And the other thing is, don’t overwork the dough; it’s not bread, so you don’t want to knead it, and if you overwork it, it can get very tough and therefore very hard to roll.
So those are the main three things that will fix pie dough that make people think that it’s difficult when really it’s quite a quick process, you don’t want to spend a lot of time mixing it at all; let it hold together and stop.
Beth Howard bakes pies in the kitchen of the American Gothic House in Eldon, Iowa. (photo by Kathryn Gamble)
What is it that makes you so good at baking pies?
I don’t think that I’m such a great pie maker, I just had a good teacher. And then I’ve made a lot of pies since, and now I’m able to teach those lessons to other people. And also I did learn from my teacher that it should look homemade and love that concept that then helps people relax, too—that pie is not about perfection, it doesn’t have to look perfect;, in fact, the less perfect it looks the better, the more delicious it looks.
Even the most experienced bakers have times when things don’t turn out well. What are some of your worst pie disasters?
Oh, you mean last week? (Laughs) Last week, when I had an LA Times reporter in my kitchen and I was trying to him how to make a pie, we were doing strawberry pie and I just absolutely did not use enough cornstarch. The strawberries got so juicy and it was just completely runny and soggy and essentially inedible, I mean, the thing just couldn’t be eaten! So, yeah, recently, you know, so, no, I’m not above mistakes.
I gave a demo at the Iowa State Fair last summer. I forgot to bring a pitcher for ice water, so I didn’t have cold water with me. So somebody in the audience ran and got me some water and it was warm. Between the warm water and the hot day my pie dough was a crumbly mess. (Laughs) In front of all these people, with a microphone and everything, trying to show them how to make pie dough, and it just completely disintegrated! And I couldn’t get it to roll and when I tried to pick it up it came up in pieces and it was just a melted mess, basically, and people were so sweet about it. People were like “Oh, we’re so relieved to see that you make mistakes too. That it doesn’t always turn out for even the best of bakers.”
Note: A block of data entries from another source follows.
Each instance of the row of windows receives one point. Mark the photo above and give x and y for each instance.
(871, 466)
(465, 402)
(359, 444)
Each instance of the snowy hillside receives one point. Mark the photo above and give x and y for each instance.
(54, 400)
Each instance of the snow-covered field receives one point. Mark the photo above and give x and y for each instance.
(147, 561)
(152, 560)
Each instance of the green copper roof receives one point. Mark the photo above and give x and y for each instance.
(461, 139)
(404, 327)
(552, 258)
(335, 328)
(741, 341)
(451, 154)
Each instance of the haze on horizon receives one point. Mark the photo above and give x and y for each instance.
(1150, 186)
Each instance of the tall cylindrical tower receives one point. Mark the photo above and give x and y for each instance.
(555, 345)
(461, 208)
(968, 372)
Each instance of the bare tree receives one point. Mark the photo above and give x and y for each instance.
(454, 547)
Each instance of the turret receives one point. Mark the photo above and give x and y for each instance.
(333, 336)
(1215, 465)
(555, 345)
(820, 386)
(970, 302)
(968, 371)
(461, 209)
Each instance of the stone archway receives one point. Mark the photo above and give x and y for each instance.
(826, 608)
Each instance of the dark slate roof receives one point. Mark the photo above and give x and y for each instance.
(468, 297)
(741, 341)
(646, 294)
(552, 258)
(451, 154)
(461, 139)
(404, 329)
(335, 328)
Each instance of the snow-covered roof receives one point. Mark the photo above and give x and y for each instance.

And actually, I look back at that day with a good sense of humor because I think it was classic. I think it was a great lesson for everybody: Yeah, even the best pie makers have their bad days and so that takes the pressure off other people. It reminds that it’s not about perfection, it doesn’t always turn out great, and so don’t be so hard on yourself, because even [for] people who’ve been doing it forever, it doesn’t always turn out right. I think that helps to take some of the fear out it too. Maybe that actually inspires people too!
I’ve always thought that when you bake something to share with others there’s something magical that’s created, beyond the baked good itself. Is that your experience?
Always, because people appreciate it. You know, you go to a dinner party . . . and you bring something homemade, and people know that you took the time to make it yourself. . . . There’s something heartfelt about that, something generous about that, more so than just bringing a bottle of wine or picking up something from the local bakery.